At CFDC and with our partners at the Urban Air Initiative we have been looking for our leaders in Congress to help demand EPA update this analysis and they look at us like we are from Mars.  Why? Because all they ever hear is that we need a guarantee of a 15 billion gallon RFS and E15.

Similarly, the other opportunity at hand and one we have failed to capitalize on is the CAFE and GHG Rule, and the critical role clean octane from high ethanol blends can play.  We have piles of studies from the auto industry and the Department of Energy confirming high octane fuels, and particularly high octane fuels from ethanol,  can meet the efficiency gains and ghg reductions that are required by the rule.  While we have made some progress in bringing it to the attention of the regulators, in terms of attention and priority it too has been dwarfed by the hand wringing and pleading for the RFS.

Thankfully we have a great messenger focusing exclusively on this issue with our  High Octane Low Carbon Alliance, led by former Senate Majority Leader Tom Daschle.

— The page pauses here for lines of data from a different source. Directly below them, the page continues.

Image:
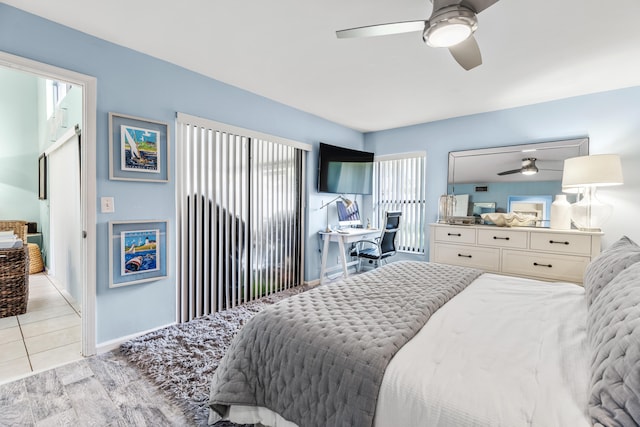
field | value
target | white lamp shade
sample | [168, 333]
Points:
[592, 171]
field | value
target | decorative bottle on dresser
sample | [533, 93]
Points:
[561, 213]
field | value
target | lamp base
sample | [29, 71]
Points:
[589, 213]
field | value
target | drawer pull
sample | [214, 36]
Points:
[542, 265]
[558, 242]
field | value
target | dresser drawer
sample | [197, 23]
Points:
[502, 238]
[561, 243]
[553, 267]
[468, 256]
[456, 234]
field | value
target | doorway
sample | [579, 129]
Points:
[86, 261]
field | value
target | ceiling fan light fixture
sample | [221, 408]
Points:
[451, 26]
[529, 166]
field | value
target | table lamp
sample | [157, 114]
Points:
[588, 173]
[347, 203]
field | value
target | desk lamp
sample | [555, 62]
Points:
[588, 173]
[347, 203]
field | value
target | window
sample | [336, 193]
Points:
[399, 185]
[240, 227]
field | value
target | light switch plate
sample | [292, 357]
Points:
[107, 205]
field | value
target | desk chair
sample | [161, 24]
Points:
[383, 247]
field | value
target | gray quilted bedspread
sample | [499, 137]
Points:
[318, 358]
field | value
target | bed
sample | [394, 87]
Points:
[497, 351]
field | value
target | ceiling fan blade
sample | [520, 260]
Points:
[510, 172]
[479, 5]
[382, 29]
[467, 53]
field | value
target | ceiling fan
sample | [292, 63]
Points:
[529, 167]
[451, 25]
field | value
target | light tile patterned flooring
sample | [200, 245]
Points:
[47, 335]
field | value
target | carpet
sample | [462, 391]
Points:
[182, 358]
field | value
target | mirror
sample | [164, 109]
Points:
[494, 178]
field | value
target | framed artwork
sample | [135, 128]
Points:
[137, 252]
[42, 177]
[138, 149]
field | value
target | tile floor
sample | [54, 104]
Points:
[47, 335]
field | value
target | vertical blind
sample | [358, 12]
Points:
[399, 185]
[240, 196]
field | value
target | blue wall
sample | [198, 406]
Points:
[609, 119]
[135, 84]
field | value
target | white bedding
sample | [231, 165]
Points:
[505, 352]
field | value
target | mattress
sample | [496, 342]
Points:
[506, 352]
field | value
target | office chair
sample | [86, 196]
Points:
[383, 247]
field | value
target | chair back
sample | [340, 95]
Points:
[388, 237]
[19, 228]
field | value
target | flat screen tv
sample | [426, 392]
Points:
[344, 171]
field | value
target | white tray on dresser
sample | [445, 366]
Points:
[540, 253]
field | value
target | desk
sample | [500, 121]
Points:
[354, 235]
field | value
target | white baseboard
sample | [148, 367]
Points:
[114, 344]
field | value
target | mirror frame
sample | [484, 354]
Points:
[581, 145]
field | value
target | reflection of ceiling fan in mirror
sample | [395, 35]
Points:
[451, 25]
[529, 167]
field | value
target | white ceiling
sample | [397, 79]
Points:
[286, 50]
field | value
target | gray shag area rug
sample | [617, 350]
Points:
[182, 358]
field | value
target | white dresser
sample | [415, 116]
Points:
[540, 253]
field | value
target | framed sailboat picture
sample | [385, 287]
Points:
[137, 252]
[138, 149]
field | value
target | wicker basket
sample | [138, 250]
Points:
[18, 227]
[14, 281]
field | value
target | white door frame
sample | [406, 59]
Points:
[87, 179]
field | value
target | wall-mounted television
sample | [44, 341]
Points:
[345, 171]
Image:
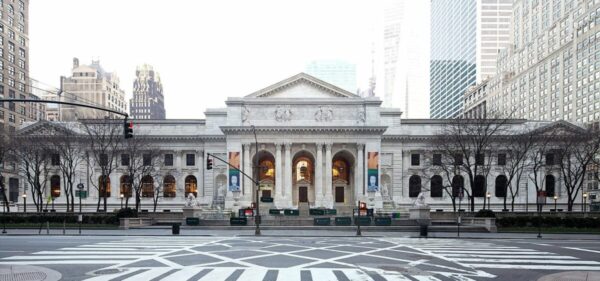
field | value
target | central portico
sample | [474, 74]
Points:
[313, 145]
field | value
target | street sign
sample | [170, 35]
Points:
[81, 193]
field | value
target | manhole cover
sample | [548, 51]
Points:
[27, 273]
[572, 276]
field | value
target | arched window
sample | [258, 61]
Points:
[501, 185]
[414, 186]
[340, 170]
[55, 186]
[479, 186]
[104, 186]
[550, 184]
[147, 186]
[437, 186]
[458, 184]
[125, 186]
[191, 186]
[169, 187]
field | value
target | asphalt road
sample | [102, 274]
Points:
[298, 258]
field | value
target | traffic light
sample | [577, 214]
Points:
[128, 129]
[208, 163]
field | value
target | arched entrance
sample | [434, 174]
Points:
[303, 171]
[342, 183]
[266, 175]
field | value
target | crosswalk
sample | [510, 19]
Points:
[485, 255]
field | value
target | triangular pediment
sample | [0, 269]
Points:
[302, 86]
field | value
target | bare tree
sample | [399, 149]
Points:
[105, 138]
[470, 145]
[67, 144]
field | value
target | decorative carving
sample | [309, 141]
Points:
[245, 113]
[324, 114]
[283, 114]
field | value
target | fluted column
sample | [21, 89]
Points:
[278, 171]
[328, 175]
[288, 172]
[247, 169]
[359, 173]
[319, 176]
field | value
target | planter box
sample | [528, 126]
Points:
[362, 220]
[238, 221]
[322, 221]
[383, 221]
[345, 221]
[192, 221]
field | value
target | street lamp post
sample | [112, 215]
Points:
[24, 202]
[257, 217]
[584, 202]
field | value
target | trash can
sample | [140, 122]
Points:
[424, 230]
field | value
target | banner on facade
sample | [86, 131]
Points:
[234, 174]
[373, 171]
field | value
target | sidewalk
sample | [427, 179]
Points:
[308, 232]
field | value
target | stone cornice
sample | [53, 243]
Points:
[302, 129]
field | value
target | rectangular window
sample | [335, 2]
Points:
[501, 159]
[168, 159]
[124, 159]
[437, 159]
[190, 159]
[550, 159]
[55, 159]
[479, 159]
[147, 160]
[415, 159]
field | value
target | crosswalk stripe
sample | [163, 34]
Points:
[183, 274]
[529, 261]
[148, 274]
[530, 266]
[219, 273]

In addition to CFDC the RFA, NCGA, National Farmers Union, the Fuel Freedom Foundation and several others are members of this Alliance with a specific focus on octane.   No one values the RFS more than Senator Daschle since it was his legislation, but he would be the first to say we need to look to the future and position ethanol as a cleaner, healthier, and more efficient fuel through its octane value.

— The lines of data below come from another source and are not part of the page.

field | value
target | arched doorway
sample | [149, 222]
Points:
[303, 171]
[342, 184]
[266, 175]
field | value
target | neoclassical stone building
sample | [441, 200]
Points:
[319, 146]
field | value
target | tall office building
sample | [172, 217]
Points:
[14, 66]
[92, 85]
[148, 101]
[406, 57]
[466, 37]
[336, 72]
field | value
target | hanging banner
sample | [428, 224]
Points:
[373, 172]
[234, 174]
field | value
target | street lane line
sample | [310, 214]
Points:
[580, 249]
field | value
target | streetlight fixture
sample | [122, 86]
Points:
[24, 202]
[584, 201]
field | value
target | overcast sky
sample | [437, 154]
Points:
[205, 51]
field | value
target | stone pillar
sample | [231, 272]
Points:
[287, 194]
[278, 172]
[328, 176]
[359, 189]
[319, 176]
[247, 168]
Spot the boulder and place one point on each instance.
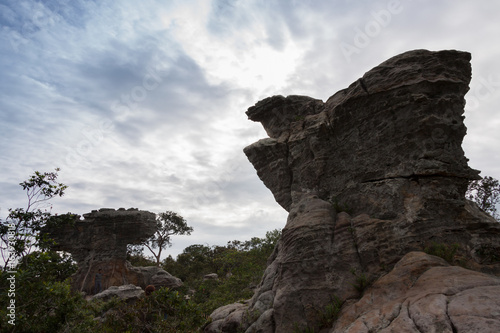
(100, 240)
(375, 172)
(425, 294)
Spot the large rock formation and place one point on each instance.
(375, 172)
(100, 240)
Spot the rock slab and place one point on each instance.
(375, 172)
(100, 240)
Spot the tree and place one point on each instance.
(486, 193)
(167, 224)
(20, 232)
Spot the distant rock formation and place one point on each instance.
(100, 242)
(375, 172)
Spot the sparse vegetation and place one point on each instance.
(486, 193)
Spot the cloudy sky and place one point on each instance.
(142, 103)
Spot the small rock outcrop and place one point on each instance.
(128, 293)
(425, 294)
(375, 172)
(100, 240)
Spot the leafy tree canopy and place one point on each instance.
(486, 193)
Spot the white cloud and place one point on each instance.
(142, 105)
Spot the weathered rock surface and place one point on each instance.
(100, 240)
(375, 172)
(425, 294)
(127, 293)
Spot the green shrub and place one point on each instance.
(445, 251)
(361, 281)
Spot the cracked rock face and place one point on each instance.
(425, 294)
(100, 240)
(373, 173)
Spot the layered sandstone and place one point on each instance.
(373, 173)
(100, 240)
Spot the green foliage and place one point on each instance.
(46, 304)
(361, 281)
(167, 224)
(486, 193)
(43, 306)
(489, 253)
(20, 233)
(51, 265)
(239, 265)
(445, 251)
(163, 311)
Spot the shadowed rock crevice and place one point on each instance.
(372, 174)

So my thought to the ethanol industry is to not give away the store but if a limited prisoner exchange of RVP for the RIN export can be arranged, that opens the door for the higher blends and all the benefits that come with it. This reported  deal may or may not become reality but if it does we simply cannot allow the RVP waiver to be limited to 15% .  And we need to look at life both with and without the RFS–  either way we must develop new markets and get the value we deserve.

Lets put all these free market advocates to the test– no one is mandating anything but Senator Cruz and others need to understand that we do not have a gasoline market, we have fuel market. The petroleum industry may have captured the market but they do not own it.   Let us in and then these RFS issues will take care of themselves.